This file is a single argumentative essay/chapter in libertarian political theory. Rothbard’s scope is deliberately strategic: he answers the charge that libertarians evade the most urgent political question—war—by deriving an antiwar position from the same nonaggression principle used in domestic libertarian theory.

Let us construct a libertarian theory of war and peace.

The essay’s central move is to deny that war suspends ordinary moral rules. Rothbard begins with the libertarian axiom against aggression and then presses it into cases where defensive violence is usually thought to justify broader coercion.

The fundamental axiom of libertarian theory is that no one may threaten or commit violence (“aggress”) against another man’s person or property.

From this premise he argues that even legitimate defense against an aggressor cannot authorize violence against innocent third parties. His Jones-and-Smith examples establish the conceptual frame: defense is permissible only when directed at the actual criminal. This makes war morally acceptable, if at all, only under an almost impossible condition.

War, then, is only proper when the exercise of violence is rigorously limited to the individual criminals.

Rothbard then turns this principle against modern warfare. Nuclear weapons, aerial bombing, and germ warfare are not merely larger weapons; they are categorically incompatible with discrimination between aggressors and noncombatants.
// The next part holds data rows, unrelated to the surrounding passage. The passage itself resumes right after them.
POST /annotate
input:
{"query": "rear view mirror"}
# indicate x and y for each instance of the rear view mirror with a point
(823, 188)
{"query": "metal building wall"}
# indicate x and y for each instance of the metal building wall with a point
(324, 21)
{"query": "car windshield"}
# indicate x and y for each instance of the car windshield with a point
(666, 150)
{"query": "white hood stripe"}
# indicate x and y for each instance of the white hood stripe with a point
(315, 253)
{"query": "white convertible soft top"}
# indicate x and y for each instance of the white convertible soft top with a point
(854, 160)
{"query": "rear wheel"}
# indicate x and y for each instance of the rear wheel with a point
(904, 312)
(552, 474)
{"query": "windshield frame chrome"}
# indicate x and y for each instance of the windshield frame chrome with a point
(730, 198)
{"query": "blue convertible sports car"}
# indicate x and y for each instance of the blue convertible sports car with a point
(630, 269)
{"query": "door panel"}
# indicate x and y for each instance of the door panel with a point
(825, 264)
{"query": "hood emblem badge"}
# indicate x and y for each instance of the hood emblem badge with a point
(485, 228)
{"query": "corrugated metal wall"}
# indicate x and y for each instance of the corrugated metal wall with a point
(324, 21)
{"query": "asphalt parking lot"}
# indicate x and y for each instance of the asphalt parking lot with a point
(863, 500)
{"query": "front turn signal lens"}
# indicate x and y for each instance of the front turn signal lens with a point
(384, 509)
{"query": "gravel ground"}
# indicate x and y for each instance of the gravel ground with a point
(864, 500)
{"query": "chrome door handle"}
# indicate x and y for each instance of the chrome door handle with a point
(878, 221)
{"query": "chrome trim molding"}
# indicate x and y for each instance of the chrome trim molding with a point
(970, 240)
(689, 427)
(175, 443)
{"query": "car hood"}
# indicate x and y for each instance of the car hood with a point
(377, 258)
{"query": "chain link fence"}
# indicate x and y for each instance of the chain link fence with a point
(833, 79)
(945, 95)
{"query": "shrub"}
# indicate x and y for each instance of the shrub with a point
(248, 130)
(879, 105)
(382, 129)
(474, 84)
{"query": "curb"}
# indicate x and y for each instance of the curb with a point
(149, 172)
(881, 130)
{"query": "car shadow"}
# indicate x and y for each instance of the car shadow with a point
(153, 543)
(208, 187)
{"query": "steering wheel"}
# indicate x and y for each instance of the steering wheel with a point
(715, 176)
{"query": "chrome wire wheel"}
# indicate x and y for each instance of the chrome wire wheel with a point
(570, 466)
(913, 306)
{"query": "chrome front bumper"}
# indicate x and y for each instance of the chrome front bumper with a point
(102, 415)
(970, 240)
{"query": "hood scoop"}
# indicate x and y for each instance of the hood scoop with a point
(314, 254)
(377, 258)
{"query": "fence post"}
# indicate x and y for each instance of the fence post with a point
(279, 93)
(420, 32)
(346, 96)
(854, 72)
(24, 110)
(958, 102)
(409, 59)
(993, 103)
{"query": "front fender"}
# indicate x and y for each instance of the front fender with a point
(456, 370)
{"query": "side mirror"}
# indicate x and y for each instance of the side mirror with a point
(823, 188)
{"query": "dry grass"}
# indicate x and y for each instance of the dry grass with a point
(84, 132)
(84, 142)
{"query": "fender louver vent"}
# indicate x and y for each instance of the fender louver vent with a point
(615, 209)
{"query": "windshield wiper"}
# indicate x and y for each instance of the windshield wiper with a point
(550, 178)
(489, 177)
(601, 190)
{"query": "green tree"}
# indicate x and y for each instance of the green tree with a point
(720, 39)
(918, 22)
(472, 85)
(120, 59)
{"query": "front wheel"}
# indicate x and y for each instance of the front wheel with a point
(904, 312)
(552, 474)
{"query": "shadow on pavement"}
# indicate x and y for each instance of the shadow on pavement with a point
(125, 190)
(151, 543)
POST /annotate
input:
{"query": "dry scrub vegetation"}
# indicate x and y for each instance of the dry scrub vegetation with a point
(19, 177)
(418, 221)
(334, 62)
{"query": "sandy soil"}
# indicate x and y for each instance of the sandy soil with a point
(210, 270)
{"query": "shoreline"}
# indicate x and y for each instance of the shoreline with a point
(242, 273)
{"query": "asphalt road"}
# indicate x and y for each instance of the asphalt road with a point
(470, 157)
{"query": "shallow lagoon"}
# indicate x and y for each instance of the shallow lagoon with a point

This is why disarmament becomes, for him, not a sentimental pacifist demand but a direct implication of libertarian justice.

These weapons are ipso facto engines of indiscriminate mass destruction.

The essay’s second major movement introduces the State. Rothbard defines it not as a neutral protector but as an institution whose existence rests on coercive monopoly and taxation. This reframes interstate war as violence conducted by organizations already founded on aggression against their own subjects.

The State is a group of people who have managed to acquire a virtual monopoly of the use of violence throughout a given territorial area.

On this basis, Rothbard distinguishes private defense, revolution, and interstate war. Private conflicts may be limited to actual aggressors; revolutions may legitimately target rulers; but wars between States almost inevitably expand violence geographically, tax domestic subjects, mobilize populations, and attack enemy civilians. Thus the argument reaches its stark conclusion:

The Libertarian must, therefore, conclude that, while some revolutions and some private conflicts may be legitimate, State wars are always to be condemned.

The practical program follows: libertarians should pressure each State to remain within its own territory, avoid intervention, seek cease-fires, respect neutrality, reject foreign aid, and oppose imperialism. Rothbard’s relevance lies in this fusion of anti-statism and antiwar theory: he refuses both conservative nationalism and humanitarian militarism, insisting that good motives cannot redeem coercive means.

The libertarian objective, then, should be, regardless of the specific causes of any conflict, to pressure States not to launch wars against other States and, should a war break out, to pressure them to sue for peace and negotiate a cease-fire and peace treaty as quickly as physically possible.

The final section links foreign war to domestic tyranny. War enlarges the State, militarizes society, suppresses dissent, and converts subjects into instruments of policy. Rothbard’s critique of conscription sharpens the paradox of coerced “defense”: the State claims to protect liberty by destroying it at home.

The root myth that enables the State to wax fat off war is the canard that war is a defense by the State of its subjects.

The essay is therefore not a general meditation on peace but a systematic application of the nonaggression principle to the hardest case for libertarian theory. Its core conceptual moves are the absolutizing of noncombatant immunity, the identification of taxation and conscription as wartime aggression, the distinction between revolution and interstate war, and the elevation of nuclear disarmament into a central libertarian priority.